“Access to medical services in the bush could worsen if proposed changes to the Practice Incentive Program (PIP) proceed,” National Rural Health Alliance CEO, David Butt, said today.
“Getting the right medical workforce into rural and remote Australia is difficult. People living in rural and remote Australia are poorer, sicker and older on average than their city counterparts and they have poorer access to health services,” Mr Butt said.
Mr Butt said the redesign of the PIP seeks to combine a number of standalone incentive payments into one overarching payment.
“The danger is that the redesign will take money away from rural practices, where the various payments help support general practice to remain viable in the bush, and redistribute those funds more broadly across Australia, including the large number of urban practices,” Mr Butt said.
The Alliance agrees with the Rural Doctors Association of Australia and the Australian College of Rural and Remote Medicine in calling for the Procedural General Practice Payment to be left out of the PIP redesign process.
“The Alliance supports the concept of a broader quality payment, but considers that the measures of quality need to be well defined – not simply a reward for continuous improvement or for doing what quality general practices should be doing anyway,” Mr Butt said.
“Most certainly we do not support these funding changes being done at the expense of support for rural and remote general practice when it is already hard to attract and retain the right workforce.
“Procedural GPs are often the lifeblood of small rural and remote towns – providing both GP services as well as hospital services including delivering babies, doing surgery and giving anaesthetics. Removing this payment could see procedural GPs cease to be engaged in that rural workforce model”.

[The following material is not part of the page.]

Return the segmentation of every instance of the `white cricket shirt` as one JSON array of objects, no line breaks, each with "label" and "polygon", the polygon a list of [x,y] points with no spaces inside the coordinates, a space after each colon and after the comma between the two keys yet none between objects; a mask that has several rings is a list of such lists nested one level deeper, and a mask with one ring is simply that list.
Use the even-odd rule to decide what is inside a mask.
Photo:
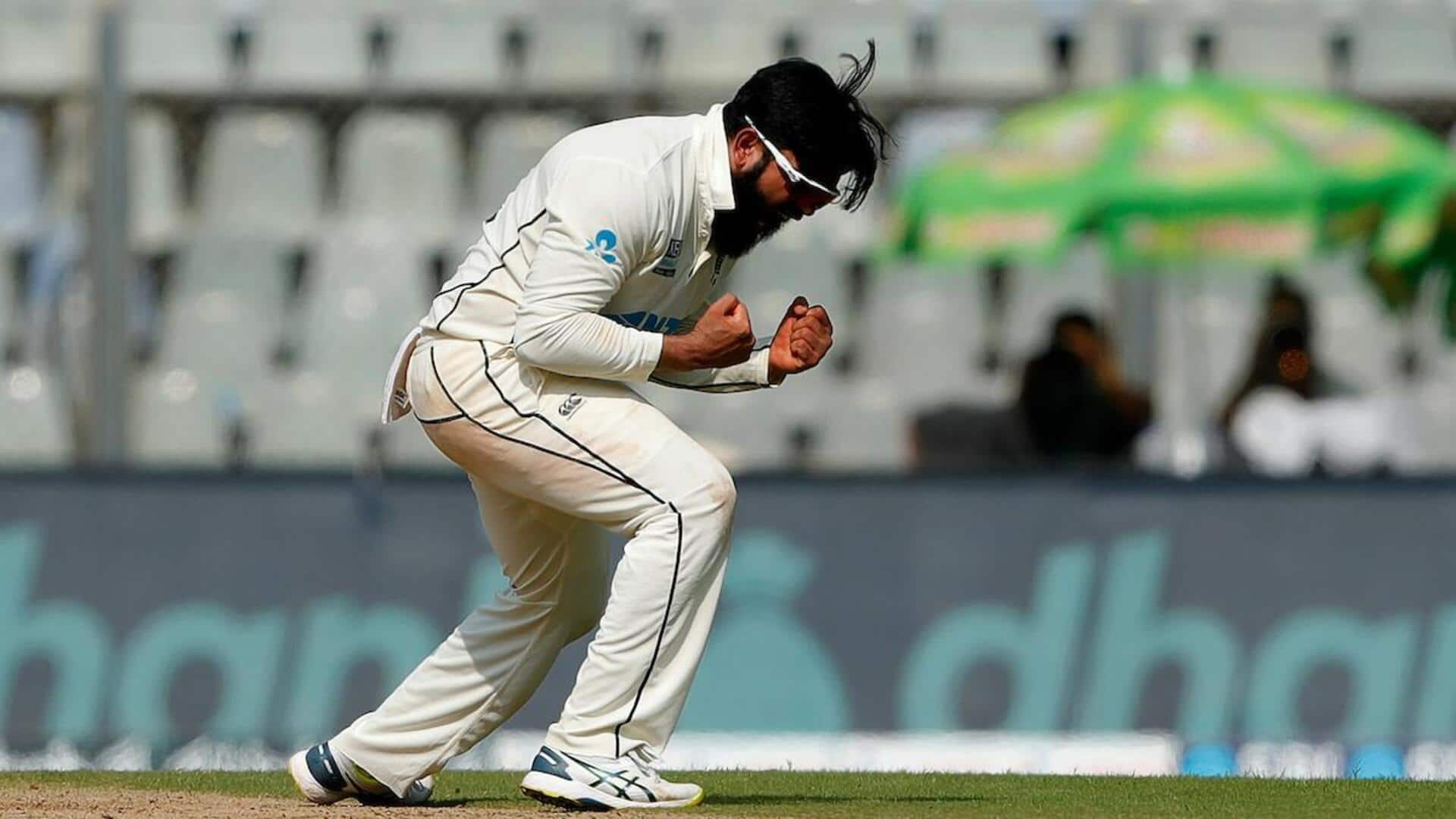
[{"label": "white cricket shirt", "polygon": [[556,143],[485,223],[421,328],[513,345],[529,366],[731,392],[769,386],[748,361],[657,370],[662,334],[692,326],[732,258],[709,251],[713,210],[734,207],[722,106],[638,117]]}]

“The incentives need to remain in place to encourage these practices.
“The Alliance notes that the rural loading incentive payment has been excluded from the redesign, however no commitment has been made about retaining the level of funding. For some rural and remote practices – which are only just financially viable under current arrangements – losing this payment could be detrimental and result in practices closing.

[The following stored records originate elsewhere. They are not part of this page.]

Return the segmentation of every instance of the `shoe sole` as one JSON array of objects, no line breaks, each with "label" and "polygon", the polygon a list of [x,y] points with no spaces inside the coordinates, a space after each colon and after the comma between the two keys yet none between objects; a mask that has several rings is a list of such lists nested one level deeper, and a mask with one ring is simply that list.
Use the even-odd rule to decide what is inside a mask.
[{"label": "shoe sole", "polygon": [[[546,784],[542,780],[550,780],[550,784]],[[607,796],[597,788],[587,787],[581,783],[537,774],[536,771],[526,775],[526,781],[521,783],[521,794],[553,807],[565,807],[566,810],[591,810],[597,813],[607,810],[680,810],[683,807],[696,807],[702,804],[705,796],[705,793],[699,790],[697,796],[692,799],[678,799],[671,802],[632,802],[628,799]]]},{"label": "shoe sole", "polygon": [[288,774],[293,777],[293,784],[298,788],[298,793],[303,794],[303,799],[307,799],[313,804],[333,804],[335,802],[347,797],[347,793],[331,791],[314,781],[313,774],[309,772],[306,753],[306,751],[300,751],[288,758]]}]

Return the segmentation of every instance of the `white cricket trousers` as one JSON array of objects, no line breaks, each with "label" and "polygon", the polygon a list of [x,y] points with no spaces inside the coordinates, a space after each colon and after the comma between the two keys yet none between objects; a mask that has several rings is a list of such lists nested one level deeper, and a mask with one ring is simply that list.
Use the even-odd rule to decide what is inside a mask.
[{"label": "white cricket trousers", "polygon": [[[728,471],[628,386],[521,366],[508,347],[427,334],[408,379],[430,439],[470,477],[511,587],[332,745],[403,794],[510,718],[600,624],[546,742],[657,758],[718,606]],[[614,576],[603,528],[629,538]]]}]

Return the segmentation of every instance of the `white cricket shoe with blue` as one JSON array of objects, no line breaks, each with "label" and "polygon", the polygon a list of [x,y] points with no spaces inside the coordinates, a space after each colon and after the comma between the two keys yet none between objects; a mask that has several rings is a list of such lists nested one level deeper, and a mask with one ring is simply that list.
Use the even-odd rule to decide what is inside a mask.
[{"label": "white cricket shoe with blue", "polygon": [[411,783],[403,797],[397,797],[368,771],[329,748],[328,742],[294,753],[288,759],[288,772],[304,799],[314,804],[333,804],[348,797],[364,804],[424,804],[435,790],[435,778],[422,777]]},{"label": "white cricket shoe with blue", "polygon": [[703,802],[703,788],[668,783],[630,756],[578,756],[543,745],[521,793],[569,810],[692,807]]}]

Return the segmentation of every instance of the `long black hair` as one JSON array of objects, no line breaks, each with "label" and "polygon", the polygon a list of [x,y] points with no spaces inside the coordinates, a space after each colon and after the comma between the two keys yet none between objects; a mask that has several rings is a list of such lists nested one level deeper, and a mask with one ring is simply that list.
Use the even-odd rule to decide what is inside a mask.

“The Alliance would like to see the Government agree to exclude the rural loading incentive as well as the current funding from the redesign process. This incentive payment goes some way to recognising the higher costs and complexities of providing services in the bush.”
We need to ensure that people living in rural and remote Australia have good access to medical services. These doctors are providing vital services to rural and remote communities and must be supported to ensure optimal patient outcomes.